US signs bill to boost U.S. chips, compete with China

US President Joe Biden on August 9 signed a bill to provide $52.7 billion in subsidies for semiconductor production and research and to boost efforts to make the United States more competitive with China’s science and technology efforts.
Joe Biden signs bill to boost U.S. chips
“The future is going to be made in America,” Joe Biden said, calling the measure “a once-in-a-generation investment in America itself.”

Joe Biden touted investments that chip companies are making even though it remains unclear when the U.S. Commerce Department will write rules for reviewing grant awards and how long it will take to underwrite projects.

Some Republicans joined Biden on the White House lawn to attend the signing of the chips bill that was years in the making in Congress, Reuters news report said.

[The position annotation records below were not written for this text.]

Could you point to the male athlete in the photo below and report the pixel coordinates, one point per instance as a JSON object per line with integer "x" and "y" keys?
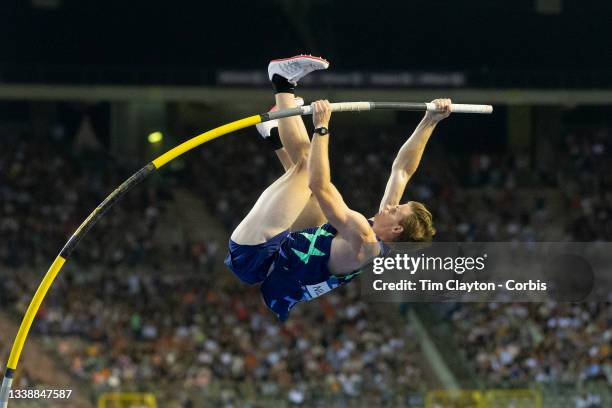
{"x": 276, "y": 244}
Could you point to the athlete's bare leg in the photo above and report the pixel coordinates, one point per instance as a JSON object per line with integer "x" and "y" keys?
{"x": 280, "y": 205}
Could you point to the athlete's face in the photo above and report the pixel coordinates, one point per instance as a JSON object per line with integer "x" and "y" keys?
{"x": 389, "y": 219}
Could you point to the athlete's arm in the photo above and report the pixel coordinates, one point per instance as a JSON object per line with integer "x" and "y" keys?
{"x": 350, "y": 224}
{"x": 409, "y": 155}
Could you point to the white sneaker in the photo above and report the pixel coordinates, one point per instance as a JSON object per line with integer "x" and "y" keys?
{"x": 295, "y": 68}
{"x": 265, "y": 127}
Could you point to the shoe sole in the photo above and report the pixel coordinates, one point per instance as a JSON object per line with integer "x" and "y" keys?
{"x": 302, "y": 56}
{"x": 275, "y": 108}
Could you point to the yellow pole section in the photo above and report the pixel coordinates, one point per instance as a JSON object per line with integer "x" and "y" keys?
{"x": 205, "y": 137}
{"x": 22, "y": 334}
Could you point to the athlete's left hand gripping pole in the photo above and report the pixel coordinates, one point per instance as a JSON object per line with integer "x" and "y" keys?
{"x": 57, "y": 265}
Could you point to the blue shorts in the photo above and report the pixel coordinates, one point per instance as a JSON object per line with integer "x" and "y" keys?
{"x": 251, "y": 263}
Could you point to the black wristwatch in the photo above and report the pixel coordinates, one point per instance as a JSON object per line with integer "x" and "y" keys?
{"x": 322, "y": 131}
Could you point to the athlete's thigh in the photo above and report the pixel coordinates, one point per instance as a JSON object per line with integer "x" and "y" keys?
{"x": 276, "y": 209}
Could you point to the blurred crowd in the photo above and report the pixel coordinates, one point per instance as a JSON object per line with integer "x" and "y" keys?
{"x": 47, "y": 190}
{"x": 512, "y": 344}
{"x": 123, "y": 322}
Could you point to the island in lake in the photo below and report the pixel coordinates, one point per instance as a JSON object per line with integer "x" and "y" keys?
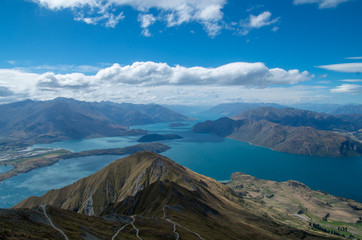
{"x": 158, "y": 137}
{"x": 48, "y": 157}
{"x": 178, "y": 125}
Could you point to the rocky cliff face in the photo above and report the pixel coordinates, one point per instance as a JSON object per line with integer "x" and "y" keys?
{"x": 159, "y": 198}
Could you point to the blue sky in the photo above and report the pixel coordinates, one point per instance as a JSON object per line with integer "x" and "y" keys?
{"x": 182, "y": 51}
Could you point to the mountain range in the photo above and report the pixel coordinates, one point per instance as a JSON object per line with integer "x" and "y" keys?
{"x": 289, "y": 130}
{"x": 232, "y": 109}
{"x": 148, "y": 196}
{"x": 28, "y": 122}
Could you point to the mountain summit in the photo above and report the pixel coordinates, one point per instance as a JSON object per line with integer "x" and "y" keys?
{"x": 159, "y": 199}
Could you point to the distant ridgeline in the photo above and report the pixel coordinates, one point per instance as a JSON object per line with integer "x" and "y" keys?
{"x": 147, "y": 195}
{"x": 28, "y": 122}
{"x": 291, "y": 130}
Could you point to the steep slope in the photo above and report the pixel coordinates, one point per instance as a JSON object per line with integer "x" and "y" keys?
{"x": 349, "y": 109}
{"x": 285, "y": 200}
{"x": 154, "y": 190}
{"x": 296, "y": 140}
{"x": 120, "y": 179}
{"x": 29, "y": 122}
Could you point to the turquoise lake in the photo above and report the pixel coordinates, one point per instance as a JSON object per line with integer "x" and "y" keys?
{"x": 206, "y": 154}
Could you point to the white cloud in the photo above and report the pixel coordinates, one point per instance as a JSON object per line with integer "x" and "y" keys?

CEOs of Micron, Intel, Lockheed Martin, HP and Advanced Micro Devices (AMD) attended the signing as did governors of Pennsylvania and Illinois, the mayors of Detroit, Cleveland and Salt Lake City, and lawmakers.

White House said the passage of CHIPS and Science Act of 2022 was spurring chip investments.

It noted that Qualcomm agreed to buy an additional $4.2 billion in semiconductor chips from GlobalFoundries’ New York factory, bringing its total commitment to $7.4 billion in purchases through 2028.

White House also touted Micron announcing a $40 billion investment in memory chip manufacturing, which would boost U.S. market share from 2 percent to 10 percent, an investment it said was planned with anticipated grants from the chips bill.

The bill also includes a 25 percent investment tax credit for chip plants, estimated to be worth $24 billion.

The legislation authorizes $200 billion over 10 years to boost U.S. scientific research to better compete with China. Congress would still need to pass separate appropriations legislation to fund those investments.

China had lobbied against the semiconductor bill. The Chinese Embassy in Washington said China firmly opposed it, calling it reminiscent of a Cold War mentality.

Joe Biden noted the United States needs chips for key weapons systems like Javelin missiles. “It’s no wonder the Chinese Communist Party actively lobbied U.S. business against this bill,” Joe Biden said.

Many U.S. lawmakers had said they normally would not support hefty subsidies for private businesses but noted that China and the European Union had been awarding billions in incentives to their chip companies. They also cited national security risks and huge supply chain problems that have hampered global manufacturing.

White House said US added 642,000 manufacturing jobs since 2021. Companies are investing in America again, bringing good-paying manufacturing jobs back home. The construction of new manufacturing facilities has increased 116 percent over last year.

White House said America invented the semiconductor, but today produces about 10 percent of the world’s supply—and none of the most advanced chips. Instead, we rely on East Asia for 75 percent of global production.

The CHIPS and Science Act will:

The CHIPS and Science Act provides $52.7 billion for American semiconductor research, development, manufacturing, and workforce development. This includes $39 billion in manufacturing incentives, including $2 billion for the legacy chips used in automobiles and defense systems, $13.2 billion in R&D and workforce development, and $500 million to provide for international information communications technology security and semiconductor supply chain activities.

It provides a 25 percent investment tax credit for capital expenses for manufacturing of semiconductors and related equipment.

The CHIPS and Science Act includes $1.5 billion for promoting and deploying wireless technologies that use open and interoperable radio access networks. This investment will boost U.S. leadership in wireless technologies and their supply chains.